Ok, let's do the math. I'm 40. I picked up guitar when I was 12. I still play at least half an hour a day. Probably more like an hour. I'm noodling on it right now as I type this. I did this much more in high school and university. Probably 2-3 hours a day. When my little sister and I would watch reruns of the Simpsons or Fresh Prince, I would run over to my room to play guitar every commercial break. It use to vex my mother greatly. There are more than 7000 days in 20 years.
Did I mention that before I picked up the guitar, I was in music school for 3-4 years? Not private lessons, a legitimate European-style music academy I attended parallel to my elementary school. Theory, piano and choir. About 5 hours a week altogether. It ended when the war started because both my teachers left town as they were of the wrong ethnicity and didn't feel like waiting around to find out just how badly their lives would be in danger.

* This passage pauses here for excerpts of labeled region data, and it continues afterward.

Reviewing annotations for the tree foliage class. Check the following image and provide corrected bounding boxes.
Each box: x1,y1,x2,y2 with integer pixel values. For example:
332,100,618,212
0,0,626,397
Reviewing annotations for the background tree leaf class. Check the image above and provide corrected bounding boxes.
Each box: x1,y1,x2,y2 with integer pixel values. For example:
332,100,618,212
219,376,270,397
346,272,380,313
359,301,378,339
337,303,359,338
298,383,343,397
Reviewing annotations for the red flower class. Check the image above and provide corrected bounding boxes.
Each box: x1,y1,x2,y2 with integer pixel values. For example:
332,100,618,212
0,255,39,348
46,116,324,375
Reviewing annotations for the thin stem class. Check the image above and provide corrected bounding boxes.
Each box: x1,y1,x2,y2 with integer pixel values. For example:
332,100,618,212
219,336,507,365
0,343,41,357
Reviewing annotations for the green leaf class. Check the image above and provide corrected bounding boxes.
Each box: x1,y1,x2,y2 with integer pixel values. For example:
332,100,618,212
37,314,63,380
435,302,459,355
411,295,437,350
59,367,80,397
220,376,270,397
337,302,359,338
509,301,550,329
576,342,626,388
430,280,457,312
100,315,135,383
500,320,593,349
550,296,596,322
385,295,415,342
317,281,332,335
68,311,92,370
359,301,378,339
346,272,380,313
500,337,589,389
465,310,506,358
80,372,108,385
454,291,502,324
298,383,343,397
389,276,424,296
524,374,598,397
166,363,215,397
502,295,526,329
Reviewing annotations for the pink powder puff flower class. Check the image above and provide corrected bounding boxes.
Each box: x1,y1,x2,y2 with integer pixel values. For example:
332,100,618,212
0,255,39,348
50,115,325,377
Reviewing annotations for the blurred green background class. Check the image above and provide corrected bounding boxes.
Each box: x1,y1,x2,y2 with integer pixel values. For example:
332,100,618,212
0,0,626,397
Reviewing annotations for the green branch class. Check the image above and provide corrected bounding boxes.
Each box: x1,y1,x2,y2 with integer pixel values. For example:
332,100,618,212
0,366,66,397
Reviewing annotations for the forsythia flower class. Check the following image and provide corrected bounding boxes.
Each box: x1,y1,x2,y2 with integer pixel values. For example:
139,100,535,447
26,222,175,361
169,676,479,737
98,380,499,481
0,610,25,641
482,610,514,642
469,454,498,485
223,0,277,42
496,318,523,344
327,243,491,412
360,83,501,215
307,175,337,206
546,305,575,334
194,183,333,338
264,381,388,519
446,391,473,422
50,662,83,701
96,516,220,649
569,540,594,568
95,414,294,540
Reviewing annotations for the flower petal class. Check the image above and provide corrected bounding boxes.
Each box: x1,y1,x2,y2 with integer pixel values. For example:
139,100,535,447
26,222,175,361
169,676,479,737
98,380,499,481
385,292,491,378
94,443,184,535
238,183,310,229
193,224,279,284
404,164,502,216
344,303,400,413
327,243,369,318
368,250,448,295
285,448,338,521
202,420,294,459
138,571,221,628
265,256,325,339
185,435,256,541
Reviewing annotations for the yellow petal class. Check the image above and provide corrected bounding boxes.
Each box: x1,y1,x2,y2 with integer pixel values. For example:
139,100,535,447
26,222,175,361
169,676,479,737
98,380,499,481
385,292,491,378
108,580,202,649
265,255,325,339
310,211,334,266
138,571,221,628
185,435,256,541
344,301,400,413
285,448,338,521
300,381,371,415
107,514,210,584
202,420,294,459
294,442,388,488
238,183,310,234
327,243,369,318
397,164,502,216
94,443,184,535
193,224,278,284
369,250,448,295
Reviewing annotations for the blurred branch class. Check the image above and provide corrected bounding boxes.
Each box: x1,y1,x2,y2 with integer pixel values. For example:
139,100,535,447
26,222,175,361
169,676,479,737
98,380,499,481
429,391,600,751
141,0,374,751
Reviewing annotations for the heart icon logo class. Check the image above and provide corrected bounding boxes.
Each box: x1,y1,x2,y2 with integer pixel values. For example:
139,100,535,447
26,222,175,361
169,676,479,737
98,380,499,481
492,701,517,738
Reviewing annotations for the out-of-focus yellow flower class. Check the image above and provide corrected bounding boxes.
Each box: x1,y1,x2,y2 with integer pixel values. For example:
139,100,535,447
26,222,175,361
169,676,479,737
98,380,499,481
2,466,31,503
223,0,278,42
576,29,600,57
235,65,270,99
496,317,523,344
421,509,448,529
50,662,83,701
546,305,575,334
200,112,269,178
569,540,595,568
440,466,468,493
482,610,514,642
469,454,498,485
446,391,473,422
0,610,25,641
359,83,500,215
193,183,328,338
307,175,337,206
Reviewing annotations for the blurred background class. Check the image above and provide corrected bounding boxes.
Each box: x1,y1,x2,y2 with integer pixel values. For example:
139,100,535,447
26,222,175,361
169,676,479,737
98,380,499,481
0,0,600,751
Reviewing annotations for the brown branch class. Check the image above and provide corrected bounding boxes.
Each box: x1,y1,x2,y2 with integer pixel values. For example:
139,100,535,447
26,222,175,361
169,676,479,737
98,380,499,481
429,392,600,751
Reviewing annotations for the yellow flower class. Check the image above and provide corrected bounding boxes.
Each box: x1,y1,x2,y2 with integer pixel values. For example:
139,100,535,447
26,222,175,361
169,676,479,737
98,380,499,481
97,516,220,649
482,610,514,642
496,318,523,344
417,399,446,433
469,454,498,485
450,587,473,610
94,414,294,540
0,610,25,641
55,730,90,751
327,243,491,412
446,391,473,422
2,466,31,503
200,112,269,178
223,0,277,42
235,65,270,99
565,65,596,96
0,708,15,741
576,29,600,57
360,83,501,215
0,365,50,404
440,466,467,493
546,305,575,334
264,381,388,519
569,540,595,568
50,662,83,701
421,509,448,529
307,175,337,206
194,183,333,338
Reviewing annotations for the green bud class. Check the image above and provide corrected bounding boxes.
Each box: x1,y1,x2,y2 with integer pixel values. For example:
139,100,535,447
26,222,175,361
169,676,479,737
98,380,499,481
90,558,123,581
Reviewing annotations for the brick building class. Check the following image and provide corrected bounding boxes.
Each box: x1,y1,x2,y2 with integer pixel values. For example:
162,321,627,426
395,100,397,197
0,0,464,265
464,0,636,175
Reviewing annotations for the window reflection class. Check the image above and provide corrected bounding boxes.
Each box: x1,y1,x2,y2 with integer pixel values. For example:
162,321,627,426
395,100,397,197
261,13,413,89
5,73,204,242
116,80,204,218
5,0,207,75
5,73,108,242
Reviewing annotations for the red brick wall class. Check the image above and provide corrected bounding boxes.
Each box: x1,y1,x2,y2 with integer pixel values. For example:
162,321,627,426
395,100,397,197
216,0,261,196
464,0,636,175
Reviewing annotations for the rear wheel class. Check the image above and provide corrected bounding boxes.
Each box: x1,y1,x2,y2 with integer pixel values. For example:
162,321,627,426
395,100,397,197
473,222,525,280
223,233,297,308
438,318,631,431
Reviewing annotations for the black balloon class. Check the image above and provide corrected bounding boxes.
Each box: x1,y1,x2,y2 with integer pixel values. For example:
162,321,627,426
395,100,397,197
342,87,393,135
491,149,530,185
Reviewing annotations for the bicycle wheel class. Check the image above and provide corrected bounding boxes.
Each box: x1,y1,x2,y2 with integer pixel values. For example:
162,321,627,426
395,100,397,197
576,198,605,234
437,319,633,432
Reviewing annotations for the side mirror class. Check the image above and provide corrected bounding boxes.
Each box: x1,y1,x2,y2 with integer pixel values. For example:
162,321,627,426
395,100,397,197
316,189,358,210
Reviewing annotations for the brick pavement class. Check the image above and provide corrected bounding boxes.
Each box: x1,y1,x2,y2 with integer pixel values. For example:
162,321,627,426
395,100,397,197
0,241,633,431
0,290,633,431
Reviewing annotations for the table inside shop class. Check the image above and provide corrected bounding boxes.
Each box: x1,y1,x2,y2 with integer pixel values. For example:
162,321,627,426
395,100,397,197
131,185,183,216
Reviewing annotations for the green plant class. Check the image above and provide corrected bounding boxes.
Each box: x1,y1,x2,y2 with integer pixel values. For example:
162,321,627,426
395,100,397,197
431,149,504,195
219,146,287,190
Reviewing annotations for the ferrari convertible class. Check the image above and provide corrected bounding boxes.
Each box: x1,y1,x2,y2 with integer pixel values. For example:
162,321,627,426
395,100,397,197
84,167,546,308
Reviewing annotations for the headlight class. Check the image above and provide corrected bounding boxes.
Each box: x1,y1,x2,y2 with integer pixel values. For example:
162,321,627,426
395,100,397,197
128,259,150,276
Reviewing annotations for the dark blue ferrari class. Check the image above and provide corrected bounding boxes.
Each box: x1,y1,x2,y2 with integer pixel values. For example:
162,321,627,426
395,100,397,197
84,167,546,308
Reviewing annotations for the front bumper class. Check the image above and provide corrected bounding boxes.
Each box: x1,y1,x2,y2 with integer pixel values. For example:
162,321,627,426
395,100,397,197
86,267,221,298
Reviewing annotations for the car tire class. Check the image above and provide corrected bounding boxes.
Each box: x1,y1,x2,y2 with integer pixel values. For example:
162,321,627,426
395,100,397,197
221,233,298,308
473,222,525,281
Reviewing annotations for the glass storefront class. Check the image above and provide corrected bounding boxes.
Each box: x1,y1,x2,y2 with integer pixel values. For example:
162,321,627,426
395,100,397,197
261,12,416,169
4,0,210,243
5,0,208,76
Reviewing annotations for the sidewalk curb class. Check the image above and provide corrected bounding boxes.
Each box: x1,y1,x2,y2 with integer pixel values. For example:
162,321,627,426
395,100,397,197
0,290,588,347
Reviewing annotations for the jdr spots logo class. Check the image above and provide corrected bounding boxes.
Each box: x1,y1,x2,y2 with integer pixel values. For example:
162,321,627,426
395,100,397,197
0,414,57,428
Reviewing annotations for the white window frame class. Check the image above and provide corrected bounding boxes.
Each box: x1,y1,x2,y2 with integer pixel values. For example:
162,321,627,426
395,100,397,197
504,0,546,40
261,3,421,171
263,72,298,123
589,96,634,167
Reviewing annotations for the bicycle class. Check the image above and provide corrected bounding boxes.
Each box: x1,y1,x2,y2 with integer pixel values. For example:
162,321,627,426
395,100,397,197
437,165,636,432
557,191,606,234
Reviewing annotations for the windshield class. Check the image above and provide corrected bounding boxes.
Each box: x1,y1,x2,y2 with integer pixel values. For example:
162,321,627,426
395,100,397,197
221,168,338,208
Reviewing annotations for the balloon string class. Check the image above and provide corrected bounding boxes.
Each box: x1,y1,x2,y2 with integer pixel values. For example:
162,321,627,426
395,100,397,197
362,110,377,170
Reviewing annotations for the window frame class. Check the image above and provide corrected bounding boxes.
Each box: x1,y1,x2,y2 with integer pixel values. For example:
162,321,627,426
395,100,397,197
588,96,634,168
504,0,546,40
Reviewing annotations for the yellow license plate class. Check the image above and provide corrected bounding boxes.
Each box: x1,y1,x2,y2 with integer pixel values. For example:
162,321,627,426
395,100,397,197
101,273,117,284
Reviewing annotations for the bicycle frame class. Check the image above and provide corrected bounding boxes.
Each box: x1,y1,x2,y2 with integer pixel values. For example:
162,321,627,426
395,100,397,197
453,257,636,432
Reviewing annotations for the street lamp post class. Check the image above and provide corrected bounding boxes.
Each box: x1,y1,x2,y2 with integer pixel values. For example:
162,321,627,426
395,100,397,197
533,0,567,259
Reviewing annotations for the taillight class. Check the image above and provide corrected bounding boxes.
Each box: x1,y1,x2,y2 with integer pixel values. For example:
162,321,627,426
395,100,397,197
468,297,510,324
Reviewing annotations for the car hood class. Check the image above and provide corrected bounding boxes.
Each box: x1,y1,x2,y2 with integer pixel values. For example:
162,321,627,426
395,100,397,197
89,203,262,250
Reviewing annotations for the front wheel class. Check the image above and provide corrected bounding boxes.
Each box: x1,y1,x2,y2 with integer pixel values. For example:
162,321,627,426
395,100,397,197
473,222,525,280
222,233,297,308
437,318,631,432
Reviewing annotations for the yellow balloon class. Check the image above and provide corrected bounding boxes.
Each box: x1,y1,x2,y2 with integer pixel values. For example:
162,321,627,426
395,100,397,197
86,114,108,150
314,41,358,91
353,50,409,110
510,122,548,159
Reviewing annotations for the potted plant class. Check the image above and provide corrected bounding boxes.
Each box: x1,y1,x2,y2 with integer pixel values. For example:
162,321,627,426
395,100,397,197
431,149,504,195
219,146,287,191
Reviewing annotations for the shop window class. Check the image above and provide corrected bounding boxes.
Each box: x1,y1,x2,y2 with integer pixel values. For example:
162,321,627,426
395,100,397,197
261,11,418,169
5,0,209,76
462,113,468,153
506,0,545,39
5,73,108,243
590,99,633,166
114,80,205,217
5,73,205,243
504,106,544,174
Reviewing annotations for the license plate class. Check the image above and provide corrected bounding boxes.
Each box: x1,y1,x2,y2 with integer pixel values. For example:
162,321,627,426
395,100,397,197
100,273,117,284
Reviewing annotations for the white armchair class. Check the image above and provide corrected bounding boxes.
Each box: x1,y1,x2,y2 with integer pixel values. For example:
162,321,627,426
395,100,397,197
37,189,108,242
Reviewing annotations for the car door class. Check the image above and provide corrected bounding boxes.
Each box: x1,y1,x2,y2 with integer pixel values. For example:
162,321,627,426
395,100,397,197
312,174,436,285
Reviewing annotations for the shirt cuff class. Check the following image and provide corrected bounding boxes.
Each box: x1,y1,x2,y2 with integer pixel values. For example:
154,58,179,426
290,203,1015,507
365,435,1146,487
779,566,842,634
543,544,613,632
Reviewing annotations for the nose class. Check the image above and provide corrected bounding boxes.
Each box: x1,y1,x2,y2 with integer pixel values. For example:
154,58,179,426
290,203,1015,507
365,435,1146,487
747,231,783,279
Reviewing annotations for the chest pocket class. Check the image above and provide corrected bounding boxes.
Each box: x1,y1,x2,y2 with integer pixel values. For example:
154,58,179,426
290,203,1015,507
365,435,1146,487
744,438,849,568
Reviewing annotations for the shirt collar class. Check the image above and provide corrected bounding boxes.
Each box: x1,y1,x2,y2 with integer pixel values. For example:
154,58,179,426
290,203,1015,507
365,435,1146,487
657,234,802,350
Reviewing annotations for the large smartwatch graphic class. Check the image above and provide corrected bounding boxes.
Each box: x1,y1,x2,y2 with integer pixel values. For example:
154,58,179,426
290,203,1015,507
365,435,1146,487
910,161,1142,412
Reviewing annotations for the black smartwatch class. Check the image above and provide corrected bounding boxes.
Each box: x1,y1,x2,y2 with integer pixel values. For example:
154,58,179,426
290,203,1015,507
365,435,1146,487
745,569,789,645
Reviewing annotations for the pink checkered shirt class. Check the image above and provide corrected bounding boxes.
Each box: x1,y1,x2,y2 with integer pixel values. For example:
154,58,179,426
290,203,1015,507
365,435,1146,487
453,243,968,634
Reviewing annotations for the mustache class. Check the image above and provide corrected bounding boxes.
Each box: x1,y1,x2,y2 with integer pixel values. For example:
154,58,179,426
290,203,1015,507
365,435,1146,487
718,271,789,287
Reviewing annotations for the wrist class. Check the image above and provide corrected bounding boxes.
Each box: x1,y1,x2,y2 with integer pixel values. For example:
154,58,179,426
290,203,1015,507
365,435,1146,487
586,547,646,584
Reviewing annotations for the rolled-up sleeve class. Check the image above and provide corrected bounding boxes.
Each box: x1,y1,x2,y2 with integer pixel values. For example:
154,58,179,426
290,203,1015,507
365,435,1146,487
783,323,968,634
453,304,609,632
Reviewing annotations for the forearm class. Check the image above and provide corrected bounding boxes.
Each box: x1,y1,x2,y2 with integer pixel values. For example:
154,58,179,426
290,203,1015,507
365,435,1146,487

I grew up and lived until I was 14 in a war-torn place in Europe. My city was only really shelled at the beginning and the end of a 4-year war. Between that time, it was okay. The war was going on 30 miles away, but we no longer had air raid sirens like at the start. We all lived in small apartments you usually had 3 generations living under the same roof in. 500 square feet place was a big deal. Your dad was a director of a state company, perhaps. Mine was a high school teacher. He also went off to war and wouldn't come back permanently for 3 years. My mother was 31 and worried sick. Her nerves never really recovered. She sat around in the afternoons just dreading the ringing of the phone because, you know, it might not be a great phone call. It was a depressing atmosphere. Small apartment and a sense of impending doom.
School isn't a fancy daycare in Europe. It's not a place to keep you while your parents are at work. In grade 4, I had school for 3.5 hours a day. In grade 8, it was still only 5. I'd be home at 1pm. My school was a 3 minute walk from our apartment. You'd spend the next 8-9 hours outside, playing sports. What else would you do? There were power shortages on account of war, and even when there weren't, you had state TV in all its two-channel glory. There's a war going on, so guess what occupies most of the day's programming. Guess what you also don't care to watch when you're a kid?
In the summer, there was no school. I'd be outside from the time I got up and had a snack until it was time to go to bed. I had a 10:30 curfew when I was 10. Seems ludicrous now. Again, our parents had other worries. Your mum would call you from the window to come for dinner and you'd do your best to inhale it and run outside. As you got older, you'd manage to convince her to just tie a string around a plastic bag and lower a sandwich in it from your 3rd floor window. So as to not waste time. The kids who were lucky enough to live in a main-floor apartment just had the food passed through the window.
I moved to Canada at 14. I was the weird foreign kid at my public school. I'd have probably been better off at the Jewish day school, but that thing cost as much a University in annual tuition. No matter anyway, it'd only have been for a year. There's no Jewish high school in the city. I didn't have a lot of friends and my parents had no money for any extracurriculars. The friends I had were football and basketball mad like me. We'd come home from school and kick the ball around behind our apartment building. Or we'd go to my sister's elementary and shoot hoops. I was going to be the first person to play in both the NBA and the Premier League. Like Bo Jackson. Score goals for Liverpool and dish out dimes for the Jazz.
The winter is long and brutal in Calgary. Again, there was no money for a YMCA membership or any other membership that would have allowed me to practice indoors. My friend's dad was the super of our building and I would borrow a snow shovel from him and take it to the playground and clear just enough around the hoop to be able to rebound my own misses. I'd come home and if my parents and sister had gone out, I had to sit in the little atrium of the apartment building because my hands would be too cold and frozen and I didn't have the strength to turn the key to get in. I'd put my hands on the heater and then sit on them until the strength returned.
Did I mention that I gave no crap about school or grades whatsoever? I did maybe 10 hours worth of homework from grade 6 to grade 12. I'm an English teacher and I love telling my students how I had a grade of 14% in grade 10 English. Yeah, I had 5-6 hours after school every day to do things I loved. Shocking, I know! Where are the parents in all this? At war or working 3 jobs each. Take your pick. My dad used to get up at 3:30 to deliver papers, come back and nap, then go to college because his masters degree from Europe was worthless here. Then he'd come back, make us food and go deliver pizza from 4pm to 8pm. This is 21st century we're talking about, and he'd make 2 bucks plus tip per delivery.
So again, get the **** out of here with your WASP privilege and your kids whose dad pays(!) for them to play sports. No, I didn't fail to become the next John Stockton or Robbie Fowler or Jimmy Page because I'm a lazy loser. I failed because I wasn't lucky enough to be blessed by genetics. Or to a smaller degree, because my daddy didn't pay for me to get professional coaching. Whatever the **** that means. I thought professional coaches coached professional athletes.